Further, the appellate court agreed with the trial court that, because of the Town’s construction activities, Wayne was deprived of some practical use of portions of his property, resulting in some level of regulatory taking. However, the appellate court disagreed with the trial court on the extent of the diminution in property value. Because Wayne’s property had been the subject of the 1997 customized development plan, Wayne’s rights to develop the property had vested, and because of the Town’s activities on the property, the trial court had found it was no longer feasible for Wayne to carry out the 1997 development plan in the portions of his property affected by the Town easement, and thus that the property had lost all beneficial value. The appellate court was not willing to go so far as to say that Wayne’s 87 acres impacted by the Town’s activities was rendered completely valueless, and instead charged that evidence should be presented to ascertain the actual diminution in Wayne’s property value. Lastly, the appellate court passed on the vested rights issue, simply holding that Wayne was only entitled to damages equal to his diminution in property value under state statute, not additional damages resulting from the loss of allegedly vested rights. The court remanded the diminution in value issue for a new trial.
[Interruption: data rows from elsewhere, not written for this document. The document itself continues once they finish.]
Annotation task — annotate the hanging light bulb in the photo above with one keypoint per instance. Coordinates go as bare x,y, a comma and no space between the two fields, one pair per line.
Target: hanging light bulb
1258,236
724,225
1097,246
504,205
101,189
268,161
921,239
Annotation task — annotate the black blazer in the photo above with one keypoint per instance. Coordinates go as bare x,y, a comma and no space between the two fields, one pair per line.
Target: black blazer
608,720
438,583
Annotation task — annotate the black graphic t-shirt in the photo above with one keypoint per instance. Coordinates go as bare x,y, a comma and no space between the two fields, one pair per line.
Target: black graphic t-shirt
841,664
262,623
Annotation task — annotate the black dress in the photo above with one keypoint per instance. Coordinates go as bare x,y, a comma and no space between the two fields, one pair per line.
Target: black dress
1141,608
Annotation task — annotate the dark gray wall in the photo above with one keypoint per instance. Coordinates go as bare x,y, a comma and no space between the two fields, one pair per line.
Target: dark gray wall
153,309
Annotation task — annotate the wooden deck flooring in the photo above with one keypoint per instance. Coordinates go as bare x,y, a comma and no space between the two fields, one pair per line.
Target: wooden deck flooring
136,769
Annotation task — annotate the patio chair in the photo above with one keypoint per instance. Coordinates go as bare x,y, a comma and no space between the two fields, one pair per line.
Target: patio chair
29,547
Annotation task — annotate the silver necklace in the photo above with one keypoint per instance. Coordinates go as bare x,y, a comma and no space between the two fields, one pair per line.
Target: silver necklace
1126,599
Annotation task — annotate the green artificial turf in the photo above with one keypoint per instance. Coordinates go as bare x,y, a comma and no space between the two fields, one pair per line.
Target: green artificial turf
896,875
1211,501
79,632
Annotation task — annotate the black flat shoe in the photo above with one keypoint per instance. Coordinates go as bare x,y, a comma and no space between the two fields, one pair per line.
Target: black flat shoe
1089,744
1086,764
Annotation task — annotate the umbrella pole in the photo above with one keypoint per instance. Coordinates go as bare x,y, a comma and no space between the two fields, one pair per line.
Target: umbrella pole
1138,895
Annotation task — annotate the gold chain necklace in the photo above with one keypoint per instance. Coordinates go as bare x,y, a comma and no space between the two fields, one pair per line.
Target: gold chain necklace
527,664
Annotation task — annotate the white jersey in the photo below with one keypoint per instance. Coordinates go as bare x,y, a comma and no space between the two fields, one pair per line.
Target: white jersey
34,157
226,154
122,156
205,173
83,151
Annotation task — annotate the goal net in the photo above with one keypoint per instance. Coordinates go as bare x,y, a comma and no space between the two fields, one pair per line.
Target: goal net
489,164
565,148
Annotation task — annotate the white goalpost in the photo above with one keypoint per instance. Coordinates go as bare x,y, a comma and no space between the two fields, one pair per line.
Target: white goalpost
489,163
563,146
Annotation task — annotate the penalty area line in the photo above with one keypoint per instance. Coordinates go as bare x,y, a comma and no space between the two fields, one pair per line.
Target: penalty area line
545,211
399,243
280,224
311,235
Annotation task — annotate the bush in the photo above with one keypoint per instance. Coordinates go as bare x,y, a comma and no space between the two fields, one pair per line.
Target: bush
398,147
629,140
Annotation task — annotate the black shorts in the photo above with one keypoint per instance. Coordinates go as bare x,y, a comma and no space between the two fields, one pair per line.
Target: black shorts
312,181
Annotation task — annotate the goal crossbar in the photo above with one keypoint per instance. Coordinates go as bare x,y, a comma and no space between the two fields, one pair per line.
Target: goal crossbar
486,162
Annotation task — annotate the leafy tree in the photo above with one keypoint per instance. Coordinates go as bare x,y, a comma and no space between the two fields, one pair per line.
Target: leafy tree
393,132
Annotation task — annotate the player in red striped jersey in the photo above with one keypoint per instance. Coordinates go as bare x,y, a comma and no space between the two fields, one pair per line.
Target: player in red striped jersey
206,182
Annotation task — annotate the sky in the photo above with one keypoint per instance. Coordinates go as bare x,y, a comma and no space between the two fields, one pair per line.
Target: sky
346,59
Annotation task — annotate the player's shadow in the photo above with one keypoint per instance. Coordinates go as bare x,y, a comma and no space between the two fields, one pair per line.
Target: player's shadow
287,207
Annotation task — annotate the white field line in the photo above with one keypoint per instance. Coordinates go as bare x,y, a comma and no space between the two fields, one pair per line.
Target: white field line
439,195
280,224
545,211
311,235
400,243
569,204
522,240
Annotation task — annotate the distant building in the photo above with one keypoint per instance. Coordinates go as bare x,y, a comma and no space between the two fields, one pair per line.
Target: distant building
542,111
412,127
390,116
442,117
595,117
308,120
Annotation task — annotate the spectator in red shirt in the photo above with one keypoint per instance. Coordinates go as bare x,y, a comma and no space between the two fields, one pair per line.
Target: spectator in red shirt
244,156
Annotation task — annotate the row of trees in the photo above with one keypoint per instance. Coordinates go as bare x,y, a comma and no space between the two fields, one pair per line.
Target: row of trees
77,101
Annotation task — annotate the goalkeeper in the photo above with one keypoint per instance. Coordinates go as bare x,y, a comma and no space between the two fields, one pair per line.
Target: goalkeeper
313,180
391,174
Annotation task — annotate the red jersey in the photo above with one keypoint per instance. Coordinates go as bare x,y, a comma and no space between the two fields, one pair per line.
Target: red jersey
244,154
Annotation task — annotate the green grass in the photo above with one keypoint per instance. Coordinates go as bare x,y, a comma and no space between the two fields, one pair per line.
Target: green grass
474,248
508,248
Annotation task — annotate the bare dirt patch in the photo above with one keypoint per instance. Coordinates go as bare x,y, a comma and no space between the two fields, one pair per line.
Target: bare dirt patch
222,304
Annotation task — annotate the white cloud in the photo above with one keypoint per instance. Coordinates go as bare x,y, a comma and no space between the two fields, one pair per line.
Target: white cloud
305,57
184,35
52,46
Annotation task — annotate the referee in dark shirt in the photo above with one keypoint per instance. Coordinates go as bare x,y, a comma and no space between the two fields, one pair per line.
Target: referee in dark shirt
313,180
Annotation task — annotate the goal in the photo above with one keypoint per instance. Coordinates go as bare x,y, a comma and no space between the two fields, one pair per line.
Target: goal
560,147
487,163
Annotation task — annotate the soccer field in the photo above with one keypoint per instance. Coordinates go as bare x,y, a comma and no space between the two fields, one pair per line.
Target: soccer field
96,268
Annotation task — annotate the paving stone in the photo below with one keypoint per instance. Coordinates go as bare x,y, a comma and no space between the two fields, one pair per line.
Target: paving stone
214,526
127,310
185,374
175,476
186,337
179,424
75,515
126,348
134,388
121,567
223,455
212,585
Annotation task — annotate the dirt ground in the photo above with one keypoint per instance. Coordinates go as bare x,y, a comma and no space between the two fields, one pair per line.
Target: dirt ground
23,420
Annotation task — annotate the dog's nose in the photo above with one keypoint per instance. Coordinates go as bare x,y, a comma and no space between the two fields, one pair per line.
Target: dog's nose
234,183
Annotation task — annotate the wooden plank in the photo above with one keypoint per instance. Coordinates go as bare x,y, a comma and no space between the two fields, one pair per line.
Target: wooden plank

Finally, Wayne appealed on the question of unity of ownership between himself and Park Creek LLC, of which he was a member and majority shareholder. Unity of ownership would have allowed Park Creek to join in the condemnation award because the parcels owned by Park Creek and Wayne could have been considered together as a “single tract.” However, the court held that Board of Transp. v. Martin, 249 S.E.2d 390, 395 (1978) prevented them from finding unity of ownership between “a parcel of land owned by an individual and an adjacent parcel of land owned by a corporation of which that individual is the sole or principal shareholder.” The court refused to distinguish between and LLC and a corporation for purposes of applying the the Martin case, holding that where such unity may exist between separate parcels owned by husband and wife, such unity does not exist in Wayne’s case. For those reasons, the court upheld the decision of the court below, finding against Wayne and Park Creek.

Town of Midland v. Wayne, 2013 WL 4714329 (NC App. 9/3/13).